We did not see correspondence between change in FDG uptake and change in Ki-67 with AI therapy. Although post-therapy Ki-67 may be a better biomarker than the change in Ki-67 (in the context of predicting breast cancer recurrence) [4], other possible contributing factors are attributable to the preliminary nature of our pilot study. Of the 17 baseline tissue samples available for pre-post comparisons, 11 were archival (8 AI 3 T), with intervening therapies including cytotoxic chemotherapy, endocrine therapy, and HER2-targeted therapy. Small sample size and heterogeneity of disease characteristics and tissue biopsy sites may also confound our comparisons of imaging parameters to the change in Ki-67.

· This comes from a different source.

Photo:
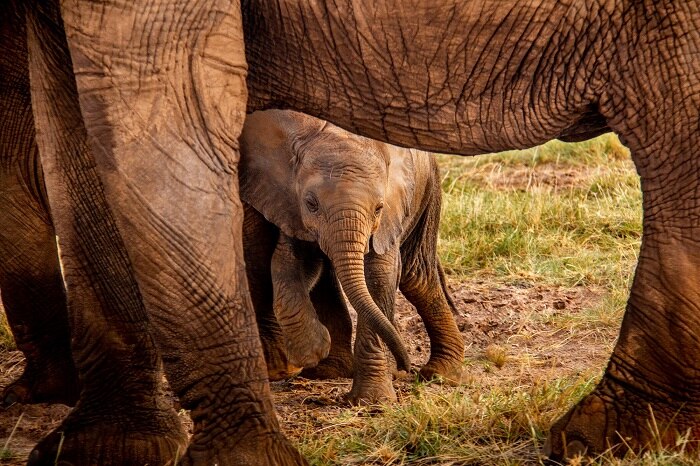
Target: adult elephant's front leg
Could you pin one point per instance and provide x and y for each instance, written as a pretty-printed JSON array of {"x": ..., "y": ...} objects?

Another limitation of our study was the timing of imaging and biopsy. Our intentions were to assess the same lesion by imaging and biopsy and to schedule FDG PET scans before biopsy. However, clinical scheduling (diagnostic biopsy preceding PET scans) and feasibility concerns (i.e., imaging of lesions near a high-contrast organ or biopsy of an inaccessible tumor) had to be accommodated. We did not find evidence that post-biopsy inflammation strongly affected SUV. For three AI patients with baseline FDG PET within 21 days after biopsy of the index lesion (6, 13, 17 days), the percent changes in SUV were −28%, −7%, and −3%. For the three AI patients with post-therapy FDG PET within 21 days after biopsy (3, 5, 7 days), the percent changes in SUV were −14%, −47%, and −60%. If post-biopsy SUV were inflated, the opposite trend (greater decrease when the baseline scan occurred post-biopsy, lesser decrease when the post-therapy scan occurred post-biopsy) would be expected. Extension of run-in periods may be considered to avoid having post-therapy scans within a healing period after the baseline biopsy.

Our choice of a 20% threshold as attributable to therapy was motivated by our hypothesis that short-term exposure would produce a pharmacodynamic effect detectable by FDG PET and beyond the limits of agreement in test-retest studies. This is a different task than the estimation of clinical response, for which alternative measures such as PERCIST 1.0 have been suggested. Of note, 8 of the 20 AI group patients with early response by FDG PET SUV had decreases between 20% and 30%, and 4 of those had absolute change in SUV of less than 1.2. Alternative measures of FDG uptake may provide more robust evidence of a drug response [25]; however, such analysis was beyond the scope of this pilot study.

Conclusions

This pilot study supports the use of FDG PET to examine early response to endocrine therapy and exposed challenges in collecting research biopsies in metastatic lesions. Early response patterns to AI therapy seen by imaging and biopsy were not apparent in response to T therapy, supporting that the findings for AI therapy were not due to technical issues in repeat imaging and/or biopsy. A further study in patients with de novo early stage disease, using paired serial imaging and tissue sampling to investigate early response to preoperative run-in targeted therapy, may determine whether imaging can replace tissue biomarkers. Our pilot data support the potential utility of molecular imaging with FDG and other tracers as an in vivo assay to measure pharmacodynamic effects of new anticancer drug therapies and combinations.